The R, EF, EF-S, and EF-M are all different takes on just about the same mount. They all lock lenses on the same way and have the same basic communications protocol between lens and body, their primary differences come down to lens coverage (full frame vs crop) and flange distance (to account for the mirror box). Adapters from R to EF and EF-M to EF/EF-S are widely available.
With a full frame camera such as the 6D Mk II or EOS R, you get two big advantages:
1) Another stop of low light performance and shallower depth of field (an f/4 lens on a full frame is equivalent to an f/2.8 on a crop sensor). This also means that with the same f/2.8 lens, the full frame body will have 1/2 the high ISO noise (ISO3200 on a crop sensor looks about like ISO6400 on a full frame).
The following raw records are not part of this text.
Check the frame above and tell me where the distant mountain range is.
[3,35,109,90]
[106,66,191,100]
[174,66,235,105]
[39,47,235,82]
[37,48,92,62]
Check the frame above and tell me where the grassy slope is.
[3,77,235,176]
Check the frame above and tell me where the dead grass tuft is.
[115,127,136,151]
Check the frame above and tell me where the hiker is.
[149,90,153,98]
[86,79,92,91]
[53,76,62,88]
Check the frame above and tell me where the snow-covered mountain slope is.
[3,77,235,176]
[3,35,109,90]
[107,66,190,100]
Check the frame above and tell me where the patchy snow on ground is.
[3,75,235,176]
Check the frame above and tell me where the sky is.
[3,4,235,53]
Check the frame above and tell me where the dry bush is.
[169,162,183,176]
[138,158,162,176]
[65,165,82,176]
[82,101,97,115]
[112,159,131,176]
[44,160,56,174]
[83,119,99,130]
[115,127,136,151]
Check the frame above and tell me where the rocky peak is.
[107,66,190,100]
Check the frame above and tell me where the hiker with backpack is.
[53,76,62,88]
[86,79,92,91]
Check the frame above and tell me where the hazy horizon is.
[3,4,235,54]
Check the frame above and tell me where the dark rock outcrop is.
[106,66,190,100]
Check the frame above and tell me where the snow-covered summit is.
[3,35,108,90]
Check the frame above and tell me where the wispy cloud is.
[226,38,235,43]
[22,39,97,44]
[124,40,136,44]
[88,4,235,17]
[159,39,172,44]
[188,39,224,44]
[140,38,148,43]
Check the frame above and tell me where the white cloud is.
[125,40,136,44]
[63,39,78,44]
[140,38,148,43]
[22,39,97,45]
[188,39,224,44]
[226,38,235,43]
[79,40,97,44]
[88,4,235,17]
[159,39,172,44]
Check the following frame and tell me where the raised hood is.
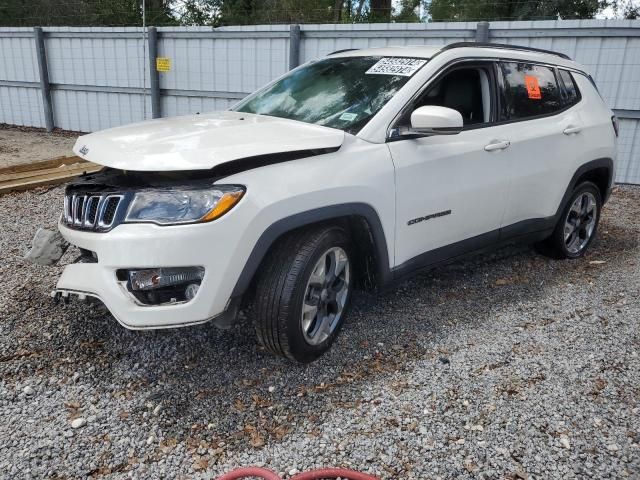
[73,112,344,171]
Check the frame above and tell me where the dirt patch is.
[0,125,80,168]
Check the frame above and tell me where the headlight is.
[125,185,244,225]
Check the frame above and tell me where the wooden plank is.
[0,162,94,184]
[0,164,102,194]
[0,156,89,175]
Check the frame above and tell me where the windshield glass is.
[234,57,426,133]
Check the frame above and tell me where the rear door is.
[498,61,584,229]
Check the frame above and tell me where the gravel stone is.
[0,186,640,480]
[71,417,87,430]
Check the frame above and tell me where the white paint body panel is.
[57,135,395,329]
[388,126,510,265]
[73,112,344,171]
[57,47,615,328]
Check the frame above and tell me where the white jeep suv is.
[56,43,617,362]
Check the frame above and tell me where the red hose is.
[291,468,378,480]
[218,467,378,480]
[218,467,282,480]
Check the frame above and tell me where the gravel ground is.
[0,124,80,168]
[0,187,640,480]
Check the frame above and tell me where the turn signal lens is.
[200,190,244,222]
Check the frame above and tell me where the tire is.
[254,226,354,363]
[536,182,602,259]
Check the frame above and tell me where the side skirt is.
[384,215,556,289]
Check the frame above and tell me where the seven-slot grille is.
[62,194,124,230]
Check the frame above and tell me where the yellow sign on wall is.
[156,57,171,72]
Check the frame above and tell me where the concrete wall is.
[0,20,640,183]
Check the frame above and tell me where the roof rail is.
[441,42,571,60]
[327,48,360,57]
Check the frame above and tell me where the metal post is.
[148,27,162,118]
[289,25,300,70]
[33,27,54,132]
[476,22,489,43]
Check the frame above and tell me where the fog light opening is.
[123,267,204,305]
[129,267,204,290]
[184,283,200,302]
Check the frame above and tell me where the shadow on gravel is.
[0,188,638,447]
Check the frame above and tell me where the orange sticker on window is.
[524,75,542,100]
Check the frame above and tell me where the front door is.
[388,62,512,271]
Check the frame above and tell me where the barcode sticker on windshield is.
[364,57,427,77]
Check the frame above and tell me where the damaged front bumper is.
[52,222,236,329]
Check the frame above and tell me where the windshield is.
[234,57,426,133]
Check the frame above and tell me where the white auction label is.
[364,57,427,77]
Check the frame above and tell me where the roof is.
[329,42,581,69]
[330,45,444,58]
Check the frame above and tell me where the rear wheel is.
[539,182,602,258]
[255,226,354,363]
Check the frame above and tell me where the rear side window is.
[500,62,564,120]
[558,70,580,106]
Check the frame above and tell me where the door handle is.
[484,140,511,152]
[562,127,582,135]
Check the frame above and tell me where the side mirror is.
[407,105,463,135]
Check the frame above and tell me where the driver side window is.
[399,63,493,129]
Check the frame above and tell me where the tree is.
[0,0,177,27]
[429,0,607,21]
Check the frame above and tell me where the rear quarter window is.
[558,69,580,106]
[500,62,565,120]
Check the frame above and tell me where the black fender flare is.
[554,158,613,219]
[231,203,391,298]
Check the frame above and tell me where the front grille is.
[62,193,124,231]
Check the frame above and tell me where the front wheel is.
[538,182,602,258]
[254,226,354,363]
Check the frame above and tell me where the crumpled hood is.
[73,111,344,171]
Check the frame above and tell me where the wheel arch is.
[550,158,613,225]
[563,158,613,204]
[231,203,391,299]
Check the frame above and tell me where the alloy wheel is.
[301,247,351,345]
[564,192,598,255]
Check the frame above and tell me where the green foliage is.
[0,0,178,27]
[429,0,608,21]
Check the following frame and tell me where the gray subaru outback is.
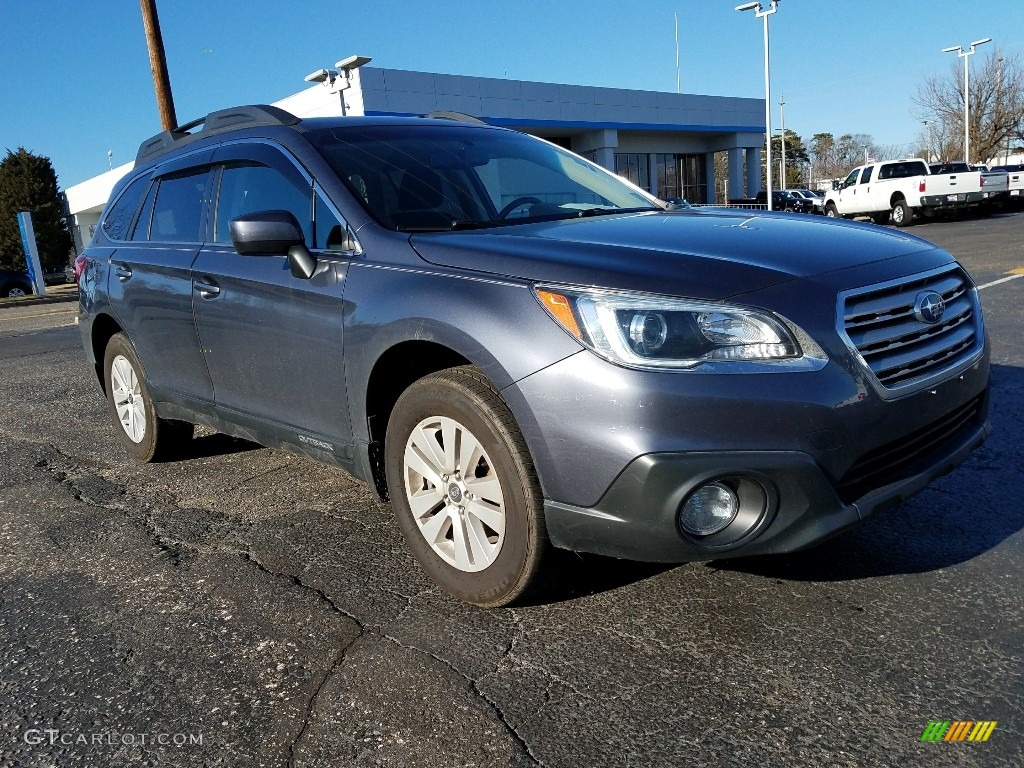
[80,105,989,606]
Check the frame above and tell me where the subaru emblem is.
[913,291,946,326]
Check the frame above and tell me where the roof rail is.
[427,111,489,125]
[135,104,299,165]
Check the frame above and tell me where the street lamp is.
[736,0,779,211]
[305,56,373,116]
[942,37,992,165]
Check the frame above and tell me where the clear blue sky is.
[0,0,1024,186]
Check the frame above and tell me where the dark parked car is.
[0,269,32,299]
[80,106,989,606]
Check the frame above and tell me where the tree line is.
[0,146,74,271]
[745,50,1024,195]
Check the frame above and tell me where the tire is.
[103,334,194,463]
[892,200,913,226]
[0,283,32,299]
[384,367,550,608]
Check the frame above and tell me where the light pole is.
[736,0,779,211]
[305,56,373,117]
[942,37,992,164]
[778,94,787,189]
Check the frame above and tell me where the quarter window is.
[150,168,207,243]
[214,163,312,244]
[315,195,345,251]
[103,175,150,240]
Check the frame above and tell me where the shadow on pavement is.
[520,550,679,605]
[159,432,263,462]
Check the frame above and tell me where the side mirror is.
[228,211,305,256]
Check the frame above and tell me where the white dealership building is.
[66,64,765,251]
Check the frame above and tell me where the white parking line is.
[978,274,1024,291]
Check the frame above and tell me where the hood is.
[411,210,949,300]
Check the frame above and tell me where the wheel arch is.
[90,312,124,395]
[362,339,473,501]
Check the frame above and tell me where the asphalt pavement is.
[0,214,1024,768]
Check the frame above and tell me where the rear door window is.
[150,168,207,243]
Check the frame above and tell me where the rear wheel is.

2) Wide angle lenses (in terms of the same field of view) can be made more easily and more cheaply all else being equal, especially on the long flange DSLR mounts
And that's about it. Some FF cameras have higher megapixel counts, but those two really don't by enough to be meaningful. They are both highly capable cameras, but are those going to be an advantage to you?
The DSLR mounts do have much deeper and broader selections of lenses, but that has more to do with the age of the mount. Nikon, in particular, has somewhere above 500 current and past first party lenses that work fine on their better cameras, and Canon has about 200-ish, and that's not counting third parties with thousands of lenses, especially for the F mount dating back to the 1960's. That advantage isn't negligible, but it's also not something that should affect you at SWGE. Using a 180 degree circular fisheye with perfectly corrected astigmatism and coma designed for Antarctic astrophotography just isn't a useful capability for 99% of shooters.
I have both a full frame and a crop body, and the crop body definitely gets used more, even with somewhere like SWGE. I'd pack my crop body, 12-24 f/4, 16-80 f/2.8-4, a fast prime, and some sort of telephoto (probably my 105 micro), and not worry about it. If I can't get the shot with those lenses, I would need something highly specialized and the learning curve on those is tremendous: realistically, I'd need to purchase the lens in order to get proficient enough to take photos with it that are better than I can get already with my existing lenses and software corrections (you can perspective control non-PC lenses in software, with some loss in resolution).
And I have over two dozen lenses in my stable: an 11-22 that you know how to use is going to give far superior results to a full frame body with 17mm tilt shift that you're not familiar with.
If you want to rent, you would be better off renting to get a faster or better lens in a focal length range you already know how to use on your existing body than to rent an entirely new from scratch system. A 70-200 f/2.8 is a great candidate for that, or an f/2.8 wide angle when you already own the slow one.